A las siete, llegaron el abuelo, Félix y los demás.
Al ver a Iván atado frente al armario de madera junto a su secuaz, Félix se acercó y le propinó una tremenda patada en el pecho a Iván.
—¡Maldito desgraciado! ¿Sabes cuántos habitantes tiene Pueblo de la Luna? ¡Y querías volarlo todo!
El subordinado de Iván intentó arrastrarse para bloquear el golpe y proteger a su jefe.
Félix lo apartó de una patada y le gritó:
—¡Espérate, que ahorita te toca a ti! ¿Cuál es la prisa?
Diciendo esto, volvió a patear a Iván con furia.
Iván tenía la boca tapada, así que no podía hablar; solo podía recibir la descarga de ira de Félix.
Doris no lo detuvo.
Después de todo, si el plan de Iván hubiera tenido éxito, las más de cien personas del pueblo habrían muerto esa noche.
Cuando Félix se desahogó lo suficiente, se sentó y dijo:
—Dorita, anoche hicimos lo que dijiste. Sacamos todos los explosivos enterrados en el pueblo y dejamos que los expertos desactivaran los cables.
Doris asintió.
—Bien, Félix. Antes de las once de la noche, tú y Sandra lleven a mi abuelo y a los demás vecinos a esconderse bajo tierra.
El pueblo tenía bodegas subterráneas, originalmente usadas para almacenar mercancías importantes, pero quién diría que un día servirían para esconder gente.
—Entendido —dijo Félix.
Ricardo pensó en algo y preguntó:
—Dori, ¿y qué hay de los catorce criminales sentenciados?
Félix y los demás recordaron que aún no se habían encargado de ellos.
Doris se levantó y caminó hacia la ventana, mirando la noche en silencio.
Afuera todo estaba oscuro, solo las luces de las casas de los vecinos parpadeaban como estrellas en la negrura.
Su mirada se oscureció y dijo con tono gélido:
—Ahora, que empiece el show.
***
Los hombres de Iván escondidos en el monte habían estado observando la situación de Doris con binoculares de visión nocturna.
—El jefe lleva mucho tiempo adentro y no ha salido. ¿Le habrá pasado algo? ¿Actuamos ya?

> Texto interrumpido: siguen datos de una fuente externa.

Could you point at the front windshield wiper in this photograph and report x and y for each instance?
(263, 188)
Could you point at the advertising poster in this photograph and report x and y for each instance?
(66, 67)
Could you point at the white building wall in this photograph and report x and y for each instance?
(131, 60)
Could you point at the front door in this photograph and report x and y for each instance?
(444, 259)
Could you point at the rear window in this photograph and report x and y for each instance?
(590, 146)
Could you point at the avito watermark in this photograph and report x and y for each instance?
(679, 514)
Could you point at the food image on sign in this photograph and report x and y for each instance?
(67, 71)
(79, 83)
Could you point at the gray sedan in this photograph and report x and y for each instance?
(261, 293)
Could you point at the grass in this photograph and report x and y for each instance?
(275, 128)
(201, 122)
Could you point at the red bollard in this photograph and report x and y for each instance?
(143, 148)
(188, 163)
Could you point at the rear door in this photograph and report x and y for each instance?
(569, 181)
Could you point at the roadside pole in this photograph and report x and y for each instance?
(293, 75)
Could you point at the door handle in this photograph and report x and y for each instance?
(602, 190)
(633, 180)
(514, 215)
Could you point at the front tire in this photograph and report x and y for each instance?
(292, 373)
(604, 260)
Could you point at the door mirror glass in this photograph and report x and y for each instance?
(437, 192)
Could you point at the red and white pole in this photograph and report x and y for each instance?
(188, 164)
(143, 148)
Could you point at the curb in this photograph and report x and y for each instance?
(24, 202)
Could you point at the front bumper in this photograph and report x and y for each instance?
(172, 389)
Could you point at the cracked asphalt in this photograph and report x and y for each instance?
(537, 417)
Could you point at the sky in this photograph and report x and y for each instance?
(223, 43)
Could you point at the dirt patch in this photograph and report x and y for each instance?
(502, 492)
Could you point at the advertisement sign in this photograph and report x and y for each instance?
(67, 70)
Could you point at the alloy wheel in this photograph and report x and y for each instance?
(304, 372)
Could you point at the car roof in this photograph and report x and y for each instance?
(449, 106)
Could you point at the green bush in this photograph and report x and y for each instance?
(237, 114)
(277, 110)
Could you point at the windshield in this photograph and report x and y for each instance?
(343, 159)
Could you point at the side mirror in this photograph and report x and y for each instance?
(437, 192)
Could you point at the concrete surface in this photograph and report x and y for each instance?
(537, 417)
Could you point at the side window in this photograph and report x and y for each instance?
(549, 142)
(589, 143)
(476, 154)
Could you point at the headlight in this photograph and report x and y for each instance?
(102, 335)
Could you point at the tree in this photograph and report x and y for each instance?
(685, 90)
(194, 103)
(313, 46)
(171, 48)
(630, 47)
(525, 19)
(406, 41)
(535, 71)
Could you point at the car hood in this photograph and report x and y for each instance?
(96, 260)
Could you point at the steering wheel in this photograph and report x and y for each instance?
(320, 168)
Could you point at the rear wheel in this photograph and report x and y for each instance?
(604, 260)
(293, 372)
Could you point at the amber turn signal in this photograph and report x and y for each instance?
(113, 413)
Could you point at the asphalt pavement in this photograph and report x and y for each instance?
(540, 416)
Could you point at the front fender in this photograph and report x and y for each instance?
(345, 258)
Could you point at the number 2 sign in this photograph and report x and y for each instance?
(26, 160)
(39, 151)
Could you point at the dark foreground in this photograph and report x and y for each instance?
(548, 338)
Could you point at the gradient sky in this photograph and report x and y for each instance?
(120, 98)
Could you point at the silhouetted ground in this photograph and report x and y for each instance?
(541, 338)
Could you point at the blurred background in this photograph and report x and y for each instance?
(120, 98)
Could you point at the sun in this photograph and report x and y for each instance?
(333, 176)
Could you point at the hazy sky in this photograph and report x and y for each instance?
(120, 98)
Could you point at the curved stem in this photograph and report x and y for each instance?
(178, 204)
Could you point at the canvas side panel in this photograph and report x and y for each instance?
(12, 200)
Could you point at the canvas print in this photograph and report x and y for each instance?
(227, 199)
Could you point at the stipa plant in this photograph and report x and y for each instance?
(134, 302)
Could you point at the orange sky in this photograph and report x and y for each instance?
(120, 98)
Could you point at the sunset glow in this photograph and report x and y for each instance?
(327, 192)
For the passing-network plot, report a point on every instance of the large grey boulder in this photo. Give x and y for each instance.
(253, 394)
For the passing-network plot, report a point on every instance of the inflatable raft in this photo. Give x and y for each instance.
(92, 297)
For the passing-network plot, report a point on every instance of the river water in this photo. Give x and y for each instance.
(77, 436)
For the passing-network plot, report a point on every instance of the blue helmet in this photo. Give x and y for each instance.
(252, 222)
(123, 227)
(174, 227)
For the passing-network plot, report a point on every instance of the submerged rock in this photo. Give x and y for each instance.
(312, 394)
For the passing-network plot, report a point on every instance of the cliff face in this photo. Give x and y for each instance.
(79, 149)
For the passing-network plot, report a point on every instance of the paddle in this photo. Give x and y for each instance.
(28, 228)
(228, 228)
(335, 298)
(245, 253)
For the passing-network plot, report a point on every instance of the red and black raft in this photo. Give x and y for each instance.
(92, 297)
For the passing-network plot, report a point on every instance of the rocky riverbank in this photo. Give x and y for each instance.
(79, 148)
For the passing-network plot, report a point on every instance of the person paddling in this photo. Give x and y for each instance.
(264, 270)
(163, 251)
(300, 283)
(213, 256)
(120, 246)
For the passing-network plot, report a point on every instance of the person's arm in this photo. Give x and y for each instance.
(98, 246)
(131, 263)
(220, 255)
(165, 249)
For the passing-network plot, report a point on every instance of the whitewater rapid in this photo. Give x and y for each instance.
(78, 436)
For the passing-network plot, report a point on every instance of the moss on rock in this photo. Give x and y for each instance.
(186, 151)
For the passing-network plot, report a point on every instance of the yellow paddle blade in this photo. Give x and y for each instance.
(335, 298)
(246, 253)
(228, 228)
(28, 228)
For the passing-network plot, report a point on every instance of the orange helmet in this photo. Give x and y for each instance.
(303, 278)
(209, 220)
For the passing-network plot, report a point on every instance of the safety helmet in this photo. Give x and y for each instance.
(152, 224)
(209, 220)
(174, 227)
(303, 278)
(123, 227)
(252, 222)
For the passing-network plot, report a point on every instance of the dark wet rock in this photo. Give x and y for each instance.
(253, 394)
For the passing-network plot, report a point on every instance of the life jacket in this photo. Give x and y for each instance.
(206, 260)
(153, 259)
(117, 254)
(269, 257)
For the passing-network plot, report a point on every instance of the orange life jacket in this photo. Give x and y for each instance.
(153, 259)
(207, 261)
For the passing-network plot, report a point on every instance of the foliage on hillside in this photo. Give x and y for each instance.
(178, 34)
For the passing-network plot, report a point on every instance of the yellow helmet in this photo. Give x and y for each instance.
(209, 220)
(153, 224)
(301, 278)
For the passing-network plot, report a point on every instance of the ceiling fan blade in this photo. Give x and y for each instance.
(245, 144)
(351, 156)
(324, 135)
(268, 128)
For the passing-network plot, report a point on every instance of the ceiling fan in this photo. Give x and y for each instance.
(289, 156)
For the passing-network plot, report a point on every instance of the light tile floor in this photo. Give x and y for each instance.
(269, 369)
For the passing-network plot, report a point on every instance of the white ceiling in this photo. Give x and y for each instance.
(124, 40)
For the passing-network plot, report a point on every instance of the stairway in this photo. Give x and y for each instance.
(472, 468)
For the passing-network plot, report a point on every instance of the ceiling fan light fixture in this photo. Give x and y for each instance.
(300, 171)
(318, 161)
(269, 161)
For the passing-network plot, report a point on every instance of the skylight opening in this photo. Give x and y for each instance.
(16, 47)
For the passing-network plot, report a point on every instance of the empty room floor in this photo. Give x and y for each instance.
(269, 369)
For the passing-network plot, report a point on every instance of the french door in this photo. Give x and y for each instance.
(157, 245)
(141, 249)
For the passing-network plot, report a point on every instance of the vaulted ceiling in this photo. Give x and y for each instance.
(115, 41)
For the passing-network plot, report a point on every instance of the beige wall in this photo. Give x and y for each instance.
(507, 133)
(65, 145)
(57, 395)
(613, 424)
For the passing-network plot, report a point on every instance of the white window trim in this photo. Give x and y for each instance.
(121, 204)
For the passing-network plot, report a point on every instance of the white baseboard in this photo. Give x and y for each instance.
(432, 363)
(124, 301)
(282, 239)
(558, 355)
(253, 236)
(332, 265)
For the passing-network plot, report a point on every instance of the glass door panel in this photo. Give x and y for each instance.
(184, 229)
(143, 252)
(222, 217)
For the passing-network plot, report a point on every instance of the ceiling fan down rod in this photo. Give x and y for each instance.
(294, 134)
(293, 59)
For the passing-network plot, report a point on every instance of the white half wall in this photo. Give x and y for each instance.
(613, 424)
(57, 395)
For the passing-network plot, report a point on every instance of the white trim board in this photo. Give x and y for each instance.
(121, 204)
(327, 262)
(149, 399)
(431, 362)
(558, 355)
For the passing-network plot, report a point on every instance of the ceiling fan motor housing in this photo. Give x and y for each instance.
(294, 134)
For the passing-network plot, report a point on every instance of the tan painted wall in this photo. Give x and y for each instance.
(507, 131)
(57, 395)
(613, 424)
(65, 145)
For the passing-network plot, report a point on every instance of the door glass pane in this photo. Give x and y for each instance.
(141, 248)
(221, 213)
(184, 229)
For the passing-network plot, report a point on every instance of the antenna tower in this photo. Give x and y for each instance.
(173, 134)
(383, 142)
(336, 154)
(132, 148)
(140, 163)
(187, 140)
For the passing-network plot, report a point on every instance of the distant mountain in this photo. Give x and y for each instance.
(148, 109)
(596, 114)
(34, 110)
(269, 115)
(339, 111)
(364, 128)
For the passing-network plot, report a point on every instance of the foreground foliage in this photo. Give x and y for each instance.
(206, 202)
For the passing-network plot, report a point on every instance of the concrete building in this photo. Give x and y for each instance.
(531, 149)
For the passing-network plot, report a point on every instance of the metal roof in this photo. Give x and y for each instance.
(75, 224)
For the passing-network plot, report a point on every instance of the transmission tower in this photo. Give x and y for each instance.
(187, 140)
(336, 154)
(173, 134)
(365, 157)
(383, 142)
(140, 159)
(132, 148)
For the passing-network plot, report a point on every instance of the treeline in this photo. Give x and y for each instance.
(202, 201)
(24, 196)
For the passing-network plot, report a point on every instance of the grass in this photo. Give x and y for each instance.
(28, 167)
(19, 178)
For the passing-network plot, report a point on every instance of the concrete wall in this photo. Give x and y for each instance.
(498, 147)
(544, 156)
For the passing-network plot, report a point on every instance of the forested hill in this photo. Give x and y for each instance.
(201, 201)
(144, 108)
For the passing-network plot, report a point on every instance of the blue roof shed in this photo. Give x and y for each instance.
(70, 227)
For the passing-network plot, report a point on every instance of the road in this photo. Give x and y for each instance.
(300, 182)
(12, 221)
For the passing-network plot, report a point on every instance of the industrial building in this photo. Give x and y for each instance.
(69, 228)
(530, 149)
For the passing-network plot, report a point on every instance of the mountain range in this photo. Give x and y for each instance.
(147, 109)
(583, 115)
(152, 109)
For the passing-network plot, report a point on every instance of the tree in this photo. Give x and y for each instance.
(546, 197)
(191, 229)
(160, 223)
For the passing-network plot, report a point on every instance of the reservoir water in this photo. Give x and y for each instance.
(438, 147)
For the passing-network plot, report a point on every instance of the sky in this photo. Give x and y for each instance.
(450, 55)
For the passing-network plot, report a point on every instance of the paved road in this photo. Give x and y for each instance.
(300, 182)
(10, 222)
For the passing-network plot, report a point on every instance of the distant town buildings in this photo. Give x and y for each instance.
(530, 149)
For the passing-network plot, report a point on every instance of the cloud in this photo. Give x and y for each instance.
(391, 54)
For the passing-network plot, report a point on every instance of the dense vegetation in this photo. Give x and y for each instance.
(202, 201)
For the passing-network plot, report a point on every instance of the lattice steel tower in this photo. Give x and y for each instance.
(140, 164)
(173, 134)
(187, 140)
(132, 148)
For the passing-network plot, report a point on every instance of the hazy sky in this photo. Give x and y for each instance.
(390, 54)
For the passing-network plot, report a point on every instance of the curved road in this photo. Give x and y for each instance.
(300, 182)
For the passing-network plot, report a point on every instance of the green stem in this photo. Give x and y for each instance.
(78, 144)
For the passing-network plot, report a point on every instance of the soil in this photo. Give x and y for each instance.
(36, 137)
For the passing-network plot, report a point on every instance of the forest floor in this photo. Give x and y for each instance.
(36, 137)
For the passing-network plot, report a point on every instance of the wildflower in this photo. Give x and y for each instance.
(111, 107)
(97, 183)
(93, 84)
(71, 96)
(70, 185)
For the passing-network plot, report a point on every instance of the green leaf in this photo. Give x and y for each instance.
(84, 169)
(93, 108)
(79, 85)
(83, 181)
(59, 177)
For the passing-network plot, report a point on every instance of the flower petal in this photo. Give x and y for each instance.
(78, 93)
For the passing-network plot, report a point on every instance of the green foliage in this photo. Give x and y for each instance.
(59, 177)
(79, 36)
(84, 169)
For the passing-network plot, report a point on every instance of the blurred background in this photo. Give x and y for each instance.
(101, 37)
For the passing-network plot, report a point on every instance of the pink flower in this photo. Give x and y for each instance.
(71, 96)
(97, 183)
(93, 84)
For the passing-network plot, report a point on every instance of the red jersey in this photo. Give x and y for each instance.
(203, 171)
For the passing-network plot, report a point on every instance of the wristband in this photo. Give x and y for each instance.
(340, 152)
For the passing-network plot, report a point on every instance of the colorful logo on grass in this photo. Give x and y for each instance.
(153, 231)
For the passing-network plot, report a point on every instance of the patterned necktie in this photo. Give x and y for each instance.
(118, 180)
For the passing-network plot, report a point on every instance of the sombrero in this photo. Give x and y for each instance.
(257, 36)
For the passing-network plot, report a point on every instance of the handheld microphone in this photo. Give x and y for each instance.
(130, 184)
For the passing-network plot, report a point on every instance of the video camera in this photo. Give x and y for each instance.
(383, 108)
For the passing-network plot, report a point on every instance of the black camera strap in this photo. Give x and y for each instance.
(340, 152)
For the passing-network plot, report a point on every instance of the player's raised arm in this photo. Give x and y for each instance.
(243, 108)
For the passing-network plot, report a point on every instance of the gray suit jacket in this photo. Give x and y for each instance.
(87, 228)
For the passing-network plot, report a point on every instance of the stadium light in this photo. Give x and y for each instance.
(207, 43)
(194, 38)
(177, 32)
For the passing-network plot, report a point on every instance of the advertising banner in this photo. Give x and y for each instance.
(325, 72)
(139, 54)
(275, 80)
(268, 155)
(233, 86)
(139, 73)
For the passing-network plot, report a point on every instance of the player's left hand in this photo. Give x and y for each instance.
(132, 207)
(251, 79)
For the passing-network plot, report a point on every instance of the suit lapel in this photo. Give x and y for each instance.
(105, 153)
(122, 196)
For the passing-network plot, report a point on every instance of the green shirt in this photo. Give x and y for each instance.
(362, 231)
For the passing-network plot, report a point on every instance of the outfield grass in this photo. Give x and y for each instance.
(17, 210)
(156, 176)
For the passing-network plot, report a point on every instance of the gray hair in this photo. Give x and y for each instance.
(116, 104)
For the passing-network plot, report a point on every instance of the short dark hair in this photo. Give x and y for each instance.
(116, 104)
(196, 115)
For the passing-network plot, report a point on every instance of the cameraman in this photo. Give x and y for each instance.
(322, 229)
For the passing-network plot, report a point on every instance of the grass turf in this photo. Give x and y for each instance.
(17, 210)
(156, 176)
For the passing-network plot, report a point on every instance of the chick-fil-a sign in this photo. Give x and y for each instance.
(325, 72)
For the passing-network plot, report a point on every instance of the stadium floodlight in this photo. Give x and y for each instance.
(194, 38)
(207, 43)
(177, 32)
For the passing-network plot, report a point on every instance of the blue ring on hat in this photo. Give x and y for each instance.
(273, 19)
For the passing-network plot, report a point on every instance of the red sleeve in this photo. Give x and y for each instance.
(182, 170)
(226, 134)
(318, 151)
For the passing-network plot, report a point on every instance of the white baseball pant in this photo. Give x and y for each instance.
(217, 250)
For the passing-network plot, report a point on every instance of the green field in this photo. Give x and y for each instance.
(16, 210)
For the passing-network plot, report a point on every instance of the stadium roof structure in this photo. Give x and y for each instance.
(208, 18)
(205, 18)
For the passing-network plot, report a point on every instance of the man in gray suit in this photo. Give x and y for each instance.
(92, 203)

—No hemos recibido orden de cambiar el plan, así que seguimos con el original. ¡Si algo sale mal, no podremos cargar con la responsabilidad!
La orden que recibieron esa mañana fue clara: si el jefe no salía del pueblo a las once de la noche, debían atacar bajo el pretexto de perseguir fugitivos, rescatar al jefe y luego detonar los explosivos plantados.
Poco después, vieron a varios aldeanos entrar a la casa de Doris y salir unas dos horas más tarde.